Trump should make the International Criminal Court pay for its anti-American idiocy

The International Criminal Court partially vindicated President Trump’s sovereignty-first ideology on Thursday, authorizing a biased investigation of the U.S. military and the CIA’s conduct in Afghanistan.

The first point to note here is that the ICC is a joke, except to terrorists who love it. It takes years to bring anyone to trial, keeps prisoners — some of the worst people on Earth — in hotel-like conditions, then gives them lower-end sentences.

Still, the court’s desire to launch this investigation has been growing for more than two years now, sparked by a left-wing prosecutor who has apparently decided the United States is the source of many of the world’s ills. But now that the investigation is fully authorized, the U.S. government should not sit idle in response to it. The Trump administration should explicitly ban even U.S. government facilitation services to ICC personnel, refuse U.S. visas to its high-ranking officers, and warn that any detention of relevant U.S. persons on ICC warrants will result in outmatched U.S. diplomatic retaliation.

To be clear, this ICC decision perfectly vindicates the Trump administration’s skepticism of international institutions.

This is not to say that all such institutions are bad, of course. NATO is a particularly good example of how positive national interests can be funneled into a common alliance of mutual benefit.

But the ICC isn’t that.

Recognizing as much 20 years ago, President George W. Bush shared Trump’s position. His administration rightly refused to sign up to the Rome Statute providing the ICC with its power. At the time, Bush was ridiculed by his critics for warning of a fictional threat that U.S. military personnel might one day be subjected to an anti-American kangaroo court outside U.S. authority. That would never happen, the critics said.

Well, Bush has now been proven right, and Trump’s skepticism proved righteous.

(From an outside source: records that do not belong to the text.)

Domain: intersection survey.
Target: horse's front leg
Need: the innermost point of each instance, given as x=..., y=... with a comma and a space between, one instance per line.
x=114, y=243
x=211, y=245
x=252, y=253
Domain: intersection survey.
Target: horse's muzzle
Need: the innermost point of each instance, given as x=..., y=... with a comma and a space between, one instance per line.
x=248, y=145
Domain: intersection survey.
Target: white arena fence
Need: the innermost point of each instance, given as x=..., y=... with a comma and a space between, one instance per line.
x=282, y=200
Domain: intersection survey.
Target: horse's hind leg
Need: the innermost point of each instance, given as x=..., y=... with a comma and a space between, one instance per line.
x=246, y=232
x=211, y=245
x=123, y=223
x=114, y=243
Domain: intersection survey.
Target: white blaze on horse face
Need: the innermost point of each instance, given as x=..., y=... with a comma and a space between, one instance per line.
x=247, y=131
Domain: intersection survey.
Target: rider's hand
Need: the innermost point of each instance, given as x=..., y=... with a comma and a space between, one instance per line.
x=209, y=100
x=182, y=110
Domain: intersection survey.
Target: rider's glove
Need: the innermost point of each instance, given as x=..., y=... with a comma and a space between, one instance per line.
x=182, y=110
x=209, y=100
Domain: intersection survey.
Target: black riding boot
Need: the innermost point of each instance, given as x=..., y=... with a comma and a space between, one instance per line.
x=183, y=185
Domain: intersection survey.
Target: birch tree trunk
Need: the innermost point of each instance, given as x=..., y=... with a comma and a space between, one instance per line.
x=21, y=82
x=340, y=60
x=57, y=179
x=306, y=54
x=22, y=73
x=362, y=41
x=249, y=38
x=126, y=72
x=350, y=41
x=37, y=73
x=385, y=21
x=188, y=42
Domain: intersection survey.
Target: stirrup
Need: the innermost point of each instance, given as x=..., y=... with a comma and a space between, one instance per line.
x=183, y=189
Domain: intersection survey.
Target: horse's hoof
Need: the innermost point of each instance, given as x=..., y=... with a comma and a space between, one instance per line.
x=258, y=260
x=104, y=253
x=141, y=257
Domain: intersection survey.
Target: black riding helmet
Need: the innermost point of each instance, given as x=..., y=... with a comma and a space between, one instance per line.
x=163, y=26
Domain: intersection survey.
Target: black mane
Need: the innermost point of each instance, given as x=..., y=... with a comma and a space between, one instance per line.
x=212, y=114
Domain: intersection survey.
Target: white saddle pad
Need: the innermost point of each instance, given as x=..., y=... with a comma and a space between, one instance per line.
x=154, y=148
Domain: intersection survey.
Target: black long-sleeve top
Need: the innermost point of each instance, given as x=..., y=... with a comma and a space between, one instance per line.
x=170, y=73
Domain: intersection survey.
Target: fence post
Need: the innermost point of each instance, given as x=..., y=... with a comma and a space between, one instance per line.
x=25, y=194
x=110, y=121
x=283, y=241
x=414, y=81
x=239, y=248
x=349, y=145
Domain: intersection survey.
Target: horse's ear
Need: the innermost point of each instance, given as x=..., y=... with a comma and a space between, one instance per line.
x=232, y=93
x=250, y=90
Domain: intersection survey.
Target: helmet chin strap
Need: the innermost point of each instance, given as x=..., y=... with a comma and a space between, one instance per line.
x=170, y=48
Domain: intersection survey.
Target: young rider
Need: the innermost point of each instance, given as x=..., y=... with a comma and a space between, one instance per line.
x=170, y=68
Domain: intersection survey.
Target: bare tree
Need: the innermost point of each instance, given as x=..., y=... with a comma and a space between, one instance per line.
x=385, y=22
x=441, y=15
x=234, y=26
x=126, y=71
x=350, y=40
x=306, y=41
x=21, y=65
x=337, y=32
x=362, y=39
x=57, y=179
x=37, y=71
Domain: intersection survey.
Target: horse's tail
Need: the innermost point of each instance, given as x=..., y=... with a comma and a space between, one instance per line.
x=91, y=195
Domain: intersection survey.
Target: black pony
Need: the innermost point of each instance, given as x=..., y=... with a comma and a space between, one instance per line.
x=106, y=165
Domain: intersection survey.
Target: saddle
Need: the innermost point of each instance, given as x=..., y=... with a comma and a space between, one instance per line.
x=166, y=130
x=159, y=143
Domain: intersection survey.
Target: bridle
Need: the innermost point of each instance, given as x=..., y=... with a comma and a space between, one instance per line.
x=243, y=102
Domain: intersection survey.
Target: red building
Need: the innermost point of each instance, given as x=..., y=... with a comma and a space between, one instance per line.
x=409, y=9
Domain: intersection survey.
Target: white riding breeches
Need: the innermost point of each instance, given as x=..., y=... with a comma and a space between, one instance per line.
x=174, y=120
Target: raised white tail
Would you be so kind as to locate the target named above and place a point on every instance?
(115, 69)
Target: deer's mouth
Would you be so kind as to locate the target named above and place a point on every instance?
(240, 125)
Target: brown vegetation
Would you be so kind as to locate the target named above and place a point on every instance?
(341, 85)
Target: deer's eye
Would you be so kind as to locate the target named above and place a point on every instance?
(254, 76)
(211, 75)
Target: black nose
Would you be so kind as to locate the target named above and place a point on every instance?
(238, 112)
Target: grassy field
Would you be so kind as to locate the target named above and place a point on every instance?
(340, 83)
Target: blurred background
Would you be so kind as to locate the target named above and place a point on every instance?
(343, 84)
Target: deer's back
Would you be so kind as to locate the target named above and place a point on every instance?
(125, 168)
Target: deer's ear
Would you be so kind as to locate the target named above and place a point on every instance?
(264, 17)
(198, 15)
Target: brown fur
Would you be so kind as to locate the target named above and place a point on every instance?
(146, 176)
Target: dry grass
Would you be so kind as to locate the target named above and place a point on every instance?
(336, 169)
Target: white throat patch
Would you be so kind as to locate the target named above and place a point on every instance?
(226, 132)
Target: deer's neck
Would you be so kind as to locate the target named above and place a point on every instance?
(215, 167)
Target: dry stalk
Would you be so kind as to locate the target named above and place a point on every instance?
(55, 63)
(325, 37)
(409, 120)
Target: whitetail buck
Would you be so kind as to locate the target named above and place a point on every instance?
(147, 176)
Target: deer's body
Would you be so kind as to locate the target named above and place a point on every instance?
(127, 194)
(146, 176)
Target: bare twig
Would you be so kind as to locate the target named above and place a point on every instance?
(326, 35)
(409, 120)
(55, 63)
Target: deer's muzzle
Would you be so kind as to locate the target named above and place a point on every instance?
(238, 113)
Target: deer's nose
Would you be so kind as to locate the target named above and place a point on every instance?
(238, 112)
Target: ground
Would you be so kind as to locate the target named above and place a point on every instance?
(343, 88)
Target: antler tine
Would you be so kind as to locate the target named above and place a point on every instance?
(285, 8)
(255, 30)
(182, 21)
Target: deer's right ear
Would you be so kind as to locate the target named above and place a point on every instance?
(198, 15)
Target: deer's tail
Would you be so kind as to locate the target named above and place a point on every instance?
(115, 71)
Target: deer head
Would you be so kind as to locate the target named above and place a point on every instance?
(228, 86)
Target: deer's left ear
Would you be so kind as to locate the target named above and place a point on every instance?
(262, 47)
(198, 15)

As Secretary of State Mike Pompeo put it, “This is yet another reminder of what happens when multilateral bodies lack oversight and responsible leadership and become instead a vehicle for political vendettas … The ICC has today stumbled into a sorry affirmation of every denunciation made by its harshest critics over the past three decades.”

Indeed. Let the ICC launch its investigation. And let the U.S. government make it pay for its anti-American idiocy.